Lecture 86 : Le capitalisme cannibale, la mise en pièces du corps, Fabrice Colomb
13/02/2025|Gisèle Kayata Eid
Le capitalisme cannibale, la mise en pièces du corps, Fabrice Colomb, L’échappée, 2023
Lecteurs douillets attention. C’est un livre qui cogne. Qui perturbe. Qui dérange. Publié dans la collection « Pour en finir avec » qui adopte dans tous ses titres une analyse radicale, comprendre qui « prend en compte toutes les dimensions du problème, économique, politique, psychologique et technologique » et dont la théorie est claire : « Le capitalisme ne peut être réduit à un système d’exploitation économique, il envahit toutes les sphères de notre existence » … jusqu’au corps humain.
Dans un pavé serré de 300 pages environ, c’est un vrai « manifeste », avec de nombreux exemples à l’appui, dans lequel l’auteur dénonce comment « plasma, cornées, tumeurs du foie, ovules, lait maternel, cellules, sperme... sont devenus en toute légalité des marchandises.
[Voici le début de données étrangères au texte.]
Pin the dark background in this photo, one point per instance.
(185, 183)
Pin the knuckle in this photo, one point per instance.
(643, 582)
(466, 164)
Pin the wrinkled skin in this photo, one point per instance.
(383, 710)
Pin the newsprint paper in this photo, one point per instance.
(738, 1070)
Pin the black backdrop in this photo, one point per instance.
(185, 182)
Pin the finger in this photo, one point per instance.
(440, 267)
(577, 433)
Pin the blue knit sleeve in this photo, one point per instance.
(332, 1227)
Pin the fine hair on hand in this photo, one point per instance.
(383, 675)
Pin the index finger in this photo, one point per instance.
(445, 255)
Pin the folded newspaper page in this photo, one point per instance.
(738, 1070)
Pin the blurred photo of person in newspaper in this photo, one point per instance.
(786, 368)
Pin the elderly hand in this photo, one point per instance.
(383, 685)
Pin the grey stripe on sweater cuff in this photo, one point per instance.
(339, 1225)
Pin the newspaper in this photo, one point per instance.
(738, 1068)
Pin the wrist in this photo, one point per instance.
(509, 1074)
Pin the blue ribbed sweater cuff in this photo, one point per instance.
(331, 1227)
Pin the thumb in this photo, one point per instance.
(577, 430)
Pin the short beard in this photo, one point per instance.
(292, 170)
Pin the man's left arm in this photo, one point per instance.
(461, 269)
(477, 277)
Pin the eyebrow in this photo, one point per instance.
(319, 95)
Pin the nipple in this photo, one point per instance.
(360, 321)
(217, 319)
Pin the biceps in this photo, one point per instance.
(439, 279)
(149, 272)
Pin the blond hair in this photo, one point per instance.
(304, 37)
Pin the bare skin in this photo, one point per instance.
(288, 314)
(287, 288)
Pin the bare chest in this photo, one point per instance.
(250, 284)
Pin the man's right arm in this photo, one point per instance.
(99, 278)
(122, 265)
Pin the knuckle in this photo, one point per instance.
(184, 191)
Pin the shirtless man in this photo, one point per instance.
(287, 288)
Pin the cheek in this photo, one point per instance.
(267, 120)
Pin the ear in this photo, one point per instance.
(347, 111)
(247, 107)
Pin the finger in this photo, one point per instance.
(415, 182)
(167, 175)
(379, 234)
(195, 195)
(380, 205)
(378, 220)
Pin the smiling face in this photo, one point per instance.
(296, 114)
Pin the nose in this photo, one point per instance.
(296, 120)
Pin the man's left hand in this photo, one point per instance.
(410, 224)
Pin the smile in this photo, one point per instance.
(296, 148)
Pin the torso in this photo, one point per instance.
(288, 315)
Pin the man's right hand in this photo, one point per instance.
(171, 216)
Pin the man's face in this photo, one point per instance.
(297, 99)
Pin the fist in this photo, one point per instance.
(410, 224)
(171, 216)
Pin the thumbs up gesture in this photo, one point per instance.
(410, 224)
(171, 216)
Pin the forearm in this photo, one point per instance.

Des échantillons biologiques qui s’échangent sur des marchés à l’échelle mondiale : les uns pour lutter contre le vieillissement ou des maladies chroniques, les autres pour combattre l’infertilité ou augmenter la masse musculaire… »
Au premier abord, on penserait que la démarche est bénéfique pour l’humanité, sauf que tout ce « stock » humain « aboutit à la création d’un grand bazar de pièces détachées disponibles pour la bioéconomie… transformé(e)s en ressource génératrice de croissance ».
Il se demande pourquoi par exemple « les maladies auto-immunes (qui touchent plus de 5 % de la population mondiale) mobilisent l’attention de l’industrie pharmaceutique, dont l’objectif est de proposer des traitements, notamment à base de médicaments dérivés du sang ». Il déplore à ce propos la focalisation quasi exclusive de l’industrie pharmaceutique sur les approches thérapeutiques entreprises, parce qu’elles sont justement sources de profit, sans s’interroger sur l’origine de ces pathologies dont les facteurs environnementaux, les polluants organiques, les champs » électromagnétiques, la consommation de gluten (suite aux modifications génétiques effectuées sur le blé lors de la « révolution verte » dans les années 1970) …
Allant du principe que le corps n’est pas une marchandise, démonstrations à l’appui, le sociologue, enseignant-chercheur d’université, détaille le business juteux de nos organes, l’exploitation du vivant, traite la bioéthique d’« activité de blanchiment » qui aboutit à un cannibalisme et le pire… en voie de banalisation.